Havaalanından ayrılınca arkadaşlarımın aracıyla şöyle kısa bir şehir turu yaptık. Geçen yıl gittiğim Dubai kadar devasa binalar olmasa da Vancouver’e çok katlı şık binalar dikkat çekiyordu. Burası da adeta Amsterdam gibi geniş caddelerden ibaret ışık sistemi epey gelişmiş bir şehir idi. 2004 yılında
Amerika kıtasının  en iyi şehri seçilmiş, İngiliz Kolombiyası eyaletinde yer alan şehir Kanada’nın en büyük liman şehri. 2010 yılında (bu yıl) gerçekleşen Kış Olimpiyatları dolayısıyla Vancouver’a adeta reform
getirmiş. Hep bildiğimiz Kanada soğuğu burada fazla belirgin değil. Benim kaldığım süreçte yağmur biraz yağdı. Hava İstanbul Aralığını andırıyordu.
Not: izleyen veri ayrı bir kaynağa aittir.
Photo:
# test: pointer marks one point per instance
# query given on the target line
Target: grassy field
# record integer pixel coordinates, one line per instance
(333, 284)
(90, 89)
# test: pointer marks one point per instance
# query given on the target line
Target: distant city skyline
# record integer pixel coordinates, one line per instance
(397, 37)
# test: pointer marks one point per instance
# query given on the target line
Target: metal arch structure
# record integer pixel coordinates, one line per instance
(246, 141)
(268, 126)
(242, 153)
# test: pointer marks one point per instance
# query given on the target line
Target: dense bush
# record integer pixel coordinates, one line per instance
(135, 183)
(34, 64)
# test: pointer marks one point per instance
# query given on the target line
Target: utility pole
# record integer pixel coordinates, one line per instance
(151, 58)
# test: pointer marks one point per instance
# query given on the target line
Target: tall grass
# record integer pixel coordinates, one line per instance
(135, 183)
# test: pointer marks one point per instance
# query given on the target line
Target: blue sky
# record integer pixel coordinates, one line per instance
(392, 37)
Kah güneş açtı kah serinlik yaşandı. Nüfus yoğunluğu Kanada’nın diğer kentlerine oranla yüksek olsa da İstanbul’da yaşanan karmaşa burada kesinlikle yok. Şehrin her yerinde çeşitli ülke mutfaklarının var olduğu restoranlar var. Japon, Thai, İtalyan, India, Kore bunların başlıcaları fakat Türk restoranlar yok denecek kadar az adeta yok gibi dönerciler var
şekil açısından güzel. Caddelerde dolaşırken araçların insanlardan daha önce durması yolları halkın kendisinin temizliyor olması (tabii ki çöpçüler var) kısaca kurallara uyulmuş olması güzel.Mesela burada arabasız olmuyor ama yurdumdaki gibi aracını pat! diye park edemiyorsun illa ki direktlere para vermen lazım. Paranın bozuk para olması lazım. Lazım da lazım. İspark da yok veya şuradan bir şey alacağım iki dakika araba kalsın da, yok.
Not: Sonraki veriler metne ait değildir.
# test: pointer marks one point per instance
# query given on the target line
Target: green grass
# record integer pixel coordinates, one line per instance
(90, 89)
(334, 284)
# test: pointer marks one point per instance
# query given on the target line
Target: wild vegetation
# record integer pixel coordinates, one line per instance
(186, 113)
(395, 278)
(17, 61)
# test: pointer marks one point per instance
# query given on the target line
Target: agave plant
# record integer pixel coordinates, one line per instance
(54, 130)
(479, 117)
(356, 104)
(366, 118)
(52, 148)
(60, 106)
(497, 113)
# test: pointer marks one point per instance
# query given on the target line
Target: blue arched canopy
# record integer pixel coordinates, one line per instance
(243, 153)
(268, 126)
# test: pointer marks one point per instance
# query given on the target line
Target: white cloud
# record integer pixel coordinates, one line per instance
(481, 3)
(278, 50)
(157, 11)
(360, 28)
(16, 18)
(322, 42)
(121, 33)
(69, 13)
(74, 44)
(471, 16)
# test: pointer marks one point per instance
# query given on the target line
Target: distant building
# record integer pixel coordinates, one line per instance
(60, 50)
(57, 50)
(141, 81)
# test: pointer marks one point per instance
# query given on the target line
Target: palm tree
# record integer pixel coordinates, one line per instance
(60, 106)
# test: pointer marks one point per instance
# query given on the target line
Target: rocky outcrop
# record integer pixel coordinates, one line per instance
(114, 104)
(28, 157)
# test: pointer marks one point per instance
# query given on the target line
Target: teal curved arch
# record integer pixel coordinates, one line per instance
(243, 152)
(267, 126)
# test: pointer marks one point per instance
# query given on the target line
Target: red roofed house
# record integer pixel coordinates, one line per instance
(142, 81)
Şehri ilk gün arkadaşımın bana verdiği şehir haritası ile kolaçan ettim. Oturdukları semt gerçekten Vancouver’ın orta noktası alış veriş merkezlerine, plajlara, piyasa caddelerine oldukça yakın. Bu durum da benim gibi bir turist için nimetti. Yani fazlaca araca binmeye gerek yok. İlk önce Barclay’den çıkıp bizim yarı Bağdat Caddemizi andıran Robson Caddesi’nde turladım. Burada bayağı şık mağazalar olunca sanki yurdumda yokmuşçasına özgürce mağazaları gezdim. Tek tük % li iskontoları görünce kaçırmadım.
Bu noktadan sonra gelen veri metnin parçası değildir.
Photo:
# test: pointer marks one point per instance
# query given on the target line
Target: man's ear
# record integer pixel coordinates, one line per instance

Cadde de dikkatimi çeken neredeyse her 100 m’de bir Starbucks ve hemen karşısında Kanada’ya özgü Blenz kahvecilerinin dolu oluşuydu. www.blenz.com Ben de gönülleri kırılmasın diye her gün ayrı bir dükkanda kahvemi yudumladım. Ha burada en önemlisi Türkiye’deki gibi oturup gelip geçen krite
edilmiyor. Kahveyi yudumlarken insanlar ya ders çalışıyor yada bir şeyle ilgileniyor. Ben bile bu süreçte devasa kitabımı bitirdim buralarda oturarak. Yoksa İstanbul’da nerede? Ona selam, buna yangöz. Bir de bana tuhaf ama normalde doğal olan şey herkesin elinde kahve bardağı ile yürüyor olmasıydı.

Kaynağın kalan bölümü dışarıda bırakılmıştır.